Puffer fish feed on a wide range of items. Some prefer to feed almost exclusively on plankton, but many species also prey heavily on large invertebrates such as molluscs, crustaceans, echinoderms, crabs, and worms using their sharp, beak-like teeth and powerful jaws to crush and sift through the defensive body armor that these other animals use in an attempt to protect themselves from predators. The teeth of most species of puffer fish are joined to form two sharp-edged plates in each jaw.
When resting, puffer fish generally seek out a concealed part of a coral reef or similar abode and hide away in a crevice. Some bottom-dwelling species nestle into the substrate; by altering the main colors of the skin, many are able to effectively camouflage themselves from the watchful eye of predators.
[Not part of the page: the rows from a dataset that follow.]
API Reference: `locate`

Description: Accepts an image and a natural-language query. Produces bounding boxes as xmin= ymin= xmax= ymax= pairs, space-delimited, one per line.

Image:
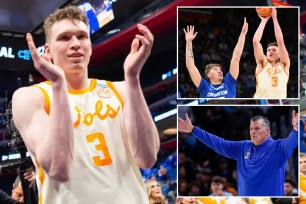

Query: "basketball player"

xmin=253 ymin=8 xmax=290 ymax=98
xmin=184 ymin=18 xmax=248 ymax=98
xmin=13 ymin=7 xmax=159 ymax=204
xmin=299 ymin=153 xmax=306 ymax=204
xmin=178 ymin=111 xmax=299 ymax=196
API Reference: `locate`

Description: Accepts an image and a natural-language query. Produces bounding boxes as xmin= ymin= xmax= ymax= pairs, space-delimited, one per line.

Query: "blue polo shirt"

xmin=192 ymin=127 xmax=298 ymax=196
xmin=197 ymin=72 xmax=237 ymax=98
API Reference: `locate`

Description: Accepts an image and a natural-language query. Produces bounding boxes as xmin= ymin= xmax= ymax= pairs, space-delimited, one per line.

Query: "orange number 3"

xmin=272 ymin=76 xmax=278 ymax=87
xmin=86 ymin=132 xmax=112 ymax=166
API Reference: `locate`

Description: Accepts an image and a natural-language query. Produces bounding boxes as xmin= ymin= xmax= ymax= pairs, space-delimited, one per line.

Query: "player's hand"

xmin=26 ymin=33 xmax=65 ymax=82
xmin=271 ymin=7 xmax=277 ymax=18
xmin=292 ymin=110 xmax=299 ymax=131
xmin=123 ymin=24 xmax=154 ymax=77
xmin=241 ymin=17 xmax=249 ymax=35
xmin=23 ymin=167 xmax=35 ymax=186
xmin=178 ymin=113 xmax=194 ymax=133
xmin=184 ymin=25 xmax=198 ymax=42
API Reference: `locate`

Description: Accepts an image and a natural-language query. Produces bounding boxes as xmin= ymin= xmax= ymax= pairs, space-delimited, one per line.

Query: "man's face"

xmin=12 ymin=182 xmax=24 ymax=202
xmin=300 ymin=157 xmax=306 ymax=175
xmin=207 ymin=66 xmax=223 ymax=83
xmin=45 ymin=19 xmax=92 ymax=74
xmin=267 ymin=46 xmax=279 ymax=62
xmin=250 ymin=120 xmax=270 ymax=145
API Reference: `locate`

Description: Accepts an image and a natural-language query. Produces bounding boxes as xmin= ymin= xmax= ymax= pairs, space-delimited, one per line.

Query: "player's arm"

xmin=115 ymin=24 xmax=160 ymax=169
xmin=272 ymin=8 xmax=290 ymax=69
xmin=178 ymin=113 xmax=242 ymax=159
xmin=12 ymin=34 xmax=73 ymax=182
xmin=13 ymin=87 xmax=73 ymax=181
xmin=253 ymin=17 xmax=270 ymax=68
xmin=184 ymin=26 xmax=202 ymax=87
xmin=230 ymin=18 xmax=248 ymax=79
xmin=282 ymin=110 xmax=299 ymax=160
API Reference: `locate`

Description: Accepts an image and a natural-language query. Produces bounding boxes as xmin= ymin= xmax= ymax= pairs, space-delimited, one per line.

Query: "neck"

xmin=66 ymin=72 xmax=90 ymax=90
xmin=210 ymin=79 xmax=222 ymax=85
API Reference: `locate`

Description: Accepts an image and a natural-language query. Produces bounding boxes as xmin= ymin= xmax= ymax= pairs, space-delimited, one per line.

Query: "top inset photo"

xmin=177 ymin=7 xmax=300 ymax=99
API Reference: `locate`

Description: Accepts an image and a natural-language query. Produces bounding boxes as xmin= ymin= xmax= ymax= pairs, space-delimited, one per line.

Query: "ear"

xmin=44 ymin=43 xmax=53 ymax=59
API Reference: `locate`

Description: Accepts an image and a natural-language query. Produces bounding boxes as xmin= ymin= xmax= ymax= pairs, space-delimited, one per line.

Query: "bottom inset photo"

xmin=178 ymin=105 xmax=300 ymax=199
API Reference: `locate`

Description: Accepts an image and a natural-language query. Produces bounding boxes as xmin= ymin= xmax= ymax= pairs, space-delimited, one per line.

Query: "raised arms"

xmin=115 ymin=24 xmax=160 ymax=169
xmin=230 ymin=18 xmax=248 ymax=79
xmin=13 ymin=34 xmax=73 ymax=181
xmin=184 ymin=25 xmax=202 ymax=87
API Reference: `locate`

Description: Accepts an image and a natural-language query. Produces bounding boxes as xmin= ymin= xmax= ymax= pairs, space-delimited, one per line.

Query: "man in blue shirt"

xmin=184 ymin=18 xmax=248 ymax=98
xmin=178 ymin=111 xmax=299 ymax=196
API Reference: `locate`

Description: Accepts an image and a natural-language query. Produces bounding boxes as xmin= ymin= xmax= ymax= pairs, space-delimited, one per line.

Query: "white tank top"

xmin=254 ymin=62 xmax=289 ymax=99
xmin=31 ymin=79 xmax=149 ymax=204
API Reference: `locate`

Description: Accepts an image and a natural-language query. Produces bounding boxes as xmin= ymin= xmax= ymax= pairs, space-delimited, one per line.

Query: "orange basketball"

xmin=256 ymin=7 xmax=272 ymax=18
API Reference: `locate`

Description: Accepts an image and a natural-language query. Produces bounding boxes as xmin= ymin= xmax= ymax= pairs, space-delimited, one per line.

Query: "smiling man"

xmin=178 ymin=111 xmax=299 ymax=196
xmin=13 ymin=7 xmax=159 ymax=204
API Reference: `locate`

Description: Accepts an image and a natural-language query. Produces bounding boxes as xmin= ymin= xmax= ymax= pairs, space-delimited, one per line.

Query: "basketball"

xmin=256 ymin=7 xmax=272 ymax=18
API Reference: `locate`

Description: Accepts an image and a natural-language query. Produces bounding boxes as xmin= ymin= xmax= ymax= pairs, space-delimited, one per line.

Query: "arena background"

xmin=178 ymin=7 xmax=299 ymax=98
xmin=0 ymin=0 xmax=306 ymax=203
xmin=178 ymin=105 xmax=298 ymax=196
Although puffer fishes have an impressive arsenal of defensive tactics, some species may be threatened as a result of over-fishing for resale to meet the demands of the tourist industry. On many coral reefs, puffer fish are caught and dried in their inflated position for sale to tourists. Also, despite their lethal concoction of body toxins, the flesh of puffer fish is widely sought after as a culinary delight in some countries, especially in Japan, where the dish is known as fugu. Needless to say, the preparation of this meal is a delicate process if one is to avoid lethal poisoning. Some restaurants have been known to retain specially trained staff to prepare such dishes.